Is owning a home still affordable? Craig Turnbull

Every day I read that the Great Australian Dream, home ownership, is becoming more a nightmare than reality.

It is reported that buying a home is no longer possible as it is completely unaffordable.

That is itself is a very loose statement and if I might say, incredibly sensational. But big bold bad news sells. If all homes were unaffordable no one would be buying them. And if no one was buying there would be no boom nor a bubble. And prices wouldn’t be rising in Sydney & Melbourne – though they are pretty much sideways elsewhere in Australia.

Let’s examine this thing called “home ownership” and ask ourselves why it is such a dream. A place called home, a roof over our head, a place to retreat, to feel safe and secure, where you are the King, (or Queen) and you have a store of wealth. Your home – complete with yard, a fence, a dog and maybe a Holden car in the garage.

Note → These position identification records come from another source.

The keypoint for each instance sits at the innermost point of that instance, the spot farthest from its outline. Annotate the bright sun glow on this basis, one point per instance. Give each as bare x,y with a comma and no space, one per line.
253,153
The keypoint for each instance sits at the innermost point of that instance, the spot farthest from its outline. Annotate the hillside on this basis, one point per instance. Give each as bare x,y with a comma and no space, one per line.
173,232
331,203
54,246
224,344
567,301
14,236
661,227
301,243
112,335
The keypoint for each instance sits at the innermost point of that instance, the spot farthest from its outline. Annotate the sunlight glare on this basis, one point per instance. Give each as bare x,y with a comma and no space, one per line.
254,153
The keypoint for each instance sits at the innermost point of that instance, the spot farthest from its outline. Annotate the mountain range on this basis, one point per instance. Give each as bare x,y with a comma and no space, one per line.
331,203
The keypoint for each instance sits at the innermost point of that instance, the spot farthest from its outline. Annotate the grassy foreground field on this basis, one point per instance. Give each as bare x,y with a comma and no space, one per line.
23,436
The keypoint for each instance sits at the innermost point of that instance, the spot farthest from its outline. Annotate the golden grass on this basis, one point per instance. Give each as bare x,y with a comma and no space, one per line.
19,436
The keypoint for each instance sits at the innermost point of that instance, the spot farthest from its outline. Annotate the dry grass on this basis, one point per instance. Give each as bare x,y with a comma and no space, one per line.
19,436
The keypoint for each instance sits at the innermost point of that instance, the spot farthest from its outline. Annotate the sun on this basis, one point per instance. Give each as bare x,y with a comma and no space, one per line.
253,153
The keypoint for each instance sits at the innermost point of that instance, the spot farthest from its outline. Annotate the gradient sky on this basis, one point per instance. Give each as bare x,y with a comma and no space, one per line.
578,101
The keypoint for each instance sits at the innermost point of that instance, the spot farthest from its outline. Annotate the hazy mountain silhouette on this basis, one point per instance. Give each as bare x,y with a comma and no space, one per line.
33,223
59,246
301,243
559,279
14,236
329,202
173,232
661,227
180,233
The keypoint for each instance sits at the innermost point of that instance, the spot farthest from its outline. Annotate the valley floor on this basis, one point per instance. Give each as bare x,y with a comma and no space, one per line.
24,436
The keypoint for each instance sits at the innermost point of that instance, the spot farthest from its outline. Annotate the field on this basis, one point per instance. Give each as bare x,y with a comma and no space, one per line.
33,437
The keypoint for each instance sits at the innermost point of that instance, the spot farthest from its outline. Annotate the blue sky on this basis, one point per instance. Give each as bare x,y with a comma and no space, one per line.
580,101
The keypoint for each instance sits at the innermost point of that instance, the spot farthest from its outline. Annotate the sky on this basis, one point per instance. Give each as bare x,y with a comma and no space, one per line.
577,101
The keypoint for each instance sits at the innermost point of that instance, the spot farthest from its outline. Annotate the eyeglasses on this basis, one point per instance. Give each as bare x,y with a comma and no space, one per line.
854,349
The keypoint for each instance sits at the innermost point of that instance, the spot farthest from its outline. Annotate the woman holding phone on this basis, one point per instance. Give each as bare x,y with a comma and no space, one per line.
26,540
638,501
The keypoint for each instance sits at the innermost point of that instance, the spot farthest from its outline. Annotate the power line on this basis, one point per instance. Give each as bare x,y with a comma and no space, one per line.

It’s not an idea unique to Australians either – all over the world people aspire to that comforting feeling of the security and privacy of their own four walls. The concept isn’t new either – the ancient Romans had a good sense of what it meant to own your own home. 

What more sacred, what more strongly guarded by every holy feeling, than a man’s own home? – Cicero

Over 2,100 years ago, owning a home was important to the psyche of the dominant culture of the Western world. Not much has changed, except the level of angst around the subject. Exacerbated by the ability of the public to discuss the idea more widely.

According to a recent Neilsen survey, in most states of Australia just about 50% of respondents said that home ownership was viewed as unattainable. Only in Tasmania, where prices are much lower, did about a third of people hold the same view. Yet the same survey revealed that about two thirds of respondents actually owned a home and this is consistent with other statistics on home ownership such as those provided by the ABS. So a lot more people owned a home than what they thought was reality. 

It is not easy to determine, exactly why people think more negatively than what is fact, but my instinct is that people tend to believe what is repeated over and over in the media – we have a bubble, prices are too high and will surely crash. Well frankly, there are none of the conditions that I can see in our marketplace now that could lead to a real crash in values. Oh, you will certainly see Sydney peak and prices ease back from their highs as their cycle ends – there is nothing new here, it has been happening for a long time and will happen again in future cycles.